Studying consciousness on the meta level is quite a different business than measuring objects/energy/phenomenon and working up calculations and experiments about what said things are doing. Much is misunderstood here, with some claiming to “get” the essence of the work through the casual reading of a few texts, or are convinced that the “states achieved” through working the meta level can easily be “achieved” through other, perhaps cognitive (or other tasking) means. Or even more bizarre and off-base, that an individuals personal process leads to a kind of group-think brain-washing that robs a cowboy's individualism and critical faculties, much as a cult might do. As though any of us would ever go for that. Would you?

The rub here is not the daffiness of these beliefs, but the circular nature of the arguments, and the fact that few learn or experience anything that can transform their understanding.

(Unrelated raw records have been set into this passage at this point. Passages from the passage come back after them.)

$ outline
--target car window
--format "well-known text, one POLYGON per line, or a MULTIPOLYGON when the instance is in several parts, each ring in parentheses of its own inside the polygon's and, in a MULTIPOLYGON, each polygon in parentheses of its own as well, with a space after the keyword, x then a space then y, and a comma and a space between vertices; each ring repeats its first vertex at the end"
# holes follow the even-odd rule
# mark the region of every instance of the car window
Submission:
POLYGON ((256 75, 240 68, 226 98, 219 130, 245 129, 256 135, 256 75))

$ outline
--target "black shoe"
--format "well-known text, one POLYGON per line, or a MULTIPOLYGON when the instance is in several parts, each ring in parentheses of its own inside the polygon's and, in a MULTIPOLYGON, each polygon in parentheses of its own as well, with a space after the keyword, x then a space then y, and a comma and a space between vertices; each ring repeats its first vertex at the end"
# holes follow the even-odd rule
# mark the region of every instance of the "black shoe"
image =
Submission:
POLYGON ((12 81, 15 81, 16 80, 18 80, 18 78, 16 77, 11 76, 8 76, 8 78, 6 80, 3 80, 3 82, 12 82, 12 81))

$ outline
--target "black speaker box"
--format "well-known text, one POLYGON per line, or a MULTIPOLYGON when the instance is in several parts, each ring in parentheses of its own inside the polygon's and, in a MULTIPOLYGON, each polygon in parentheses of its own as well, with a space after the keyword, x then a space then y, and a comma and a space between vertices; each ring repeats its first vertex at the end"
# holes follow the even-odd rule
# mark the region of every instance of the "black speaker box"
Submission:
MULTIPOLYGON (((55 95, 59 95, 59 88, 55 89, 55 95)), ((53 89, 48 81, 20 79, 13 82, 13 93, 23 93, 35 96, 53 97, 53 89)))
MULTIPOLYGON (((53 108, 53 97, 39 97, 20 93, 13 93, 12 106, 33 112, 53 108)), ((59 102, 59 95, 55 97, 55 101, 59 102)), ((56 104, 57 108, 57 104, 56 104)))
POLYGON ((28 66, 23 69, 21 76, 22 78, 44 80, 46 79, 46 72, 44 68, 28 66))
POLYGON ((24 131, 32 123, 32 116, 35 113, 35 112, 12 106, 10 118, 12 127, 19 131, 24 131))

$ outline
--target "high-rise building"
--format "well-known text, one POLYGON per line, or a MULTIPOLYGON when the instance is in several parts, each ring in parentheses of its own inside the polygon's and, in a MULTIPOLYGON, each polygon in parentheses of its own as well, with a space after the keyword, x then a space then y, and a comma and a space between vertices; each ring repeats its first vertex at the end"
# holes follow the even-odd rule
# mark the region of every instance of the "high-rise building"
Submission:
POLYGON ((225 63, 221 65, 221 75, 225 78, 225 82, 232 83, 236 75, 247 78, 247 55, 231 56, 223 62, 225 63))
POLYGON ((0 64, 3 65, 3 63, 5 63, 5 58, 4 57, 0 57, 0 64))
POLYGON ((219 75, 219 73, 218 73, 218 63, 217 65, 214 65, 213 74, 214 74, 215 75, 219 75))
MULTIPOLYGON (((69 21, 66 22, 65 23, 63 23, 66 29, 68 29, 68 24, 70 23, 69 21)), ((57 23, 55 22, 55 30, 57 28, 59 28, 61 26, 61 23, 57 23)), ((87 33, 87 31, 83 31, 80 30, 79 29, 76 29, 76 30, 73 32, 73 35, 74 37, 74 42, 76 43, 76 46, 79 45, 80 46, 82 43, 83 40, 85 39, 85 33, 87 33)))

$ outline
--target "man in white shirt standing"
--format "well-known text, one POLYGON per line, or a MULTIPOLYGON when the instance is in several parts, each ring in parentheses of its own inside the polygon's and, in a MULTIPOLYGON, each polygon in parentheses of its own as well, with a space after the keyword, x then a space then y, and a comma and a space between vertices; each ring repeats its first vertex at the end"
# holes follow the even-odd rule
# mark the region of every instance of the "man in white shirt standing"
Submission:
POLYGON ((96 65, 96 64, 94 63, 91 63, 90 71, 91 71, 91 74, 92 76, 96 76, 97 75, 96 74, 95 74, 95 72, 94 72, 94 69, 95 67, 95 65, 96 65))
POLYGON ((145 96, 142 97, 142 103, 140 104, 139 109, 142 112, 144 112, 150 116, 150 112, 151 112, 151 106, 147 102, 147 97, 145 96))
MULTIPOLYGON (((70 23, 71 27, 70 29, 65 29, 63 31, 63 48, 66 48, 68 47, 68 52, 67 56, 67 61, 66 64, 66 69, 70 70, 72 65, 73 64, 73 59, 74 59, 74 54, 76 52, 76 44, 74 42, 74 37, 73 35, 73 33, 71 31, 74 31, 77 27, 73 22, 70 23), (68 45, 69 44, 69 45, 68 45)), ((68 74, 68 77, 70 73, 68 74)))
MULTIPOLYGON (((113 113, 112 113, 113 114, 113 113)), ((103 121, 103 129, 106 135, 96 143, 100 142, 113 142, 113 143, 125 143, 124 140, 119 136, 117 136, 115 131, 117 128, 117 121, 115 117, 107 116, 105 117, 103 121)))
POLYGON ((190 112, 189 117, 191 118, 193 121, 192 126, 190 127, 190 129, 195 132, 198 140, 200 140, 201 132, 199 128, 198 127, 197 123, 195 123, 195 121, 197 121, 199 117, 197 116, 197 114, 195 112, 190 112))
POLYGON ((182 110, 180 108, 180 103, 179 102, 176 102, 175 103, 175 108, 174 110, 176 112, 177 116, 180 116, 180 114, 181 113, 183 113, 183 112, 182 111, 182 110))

That's why I am excited about the new “Meta Mind” project, which presents a program melding cognitive and contemplative approaches. It leaves the arguments aside and relies entirely on what the subject directly experiences through a battery of (88 so far) exercises.

Not surprisingly, subjects understanding radically changes once they gain some skill with the process, whereas at the beginning (usually through the first two dozen exercises), the feedback resembles the circle jerk on this thread.
cintune

climber
Colorado School of Mimes
May 18, 2016 - 04:57pm PT
Dang, 10,000 posts before we get to the real sales pitch.

Talk about a long fuse.

Now,

MH2

Boulder climber
Andy Cairns
May 18, 2016 - 07:47pm PT
Some physicalists will say that dualism itself is a philosophical myth, that mind IS matter.


As a working hypothesis, mind is made out matter.

You could equally well call the statement that a car IS matter a philosophical myth.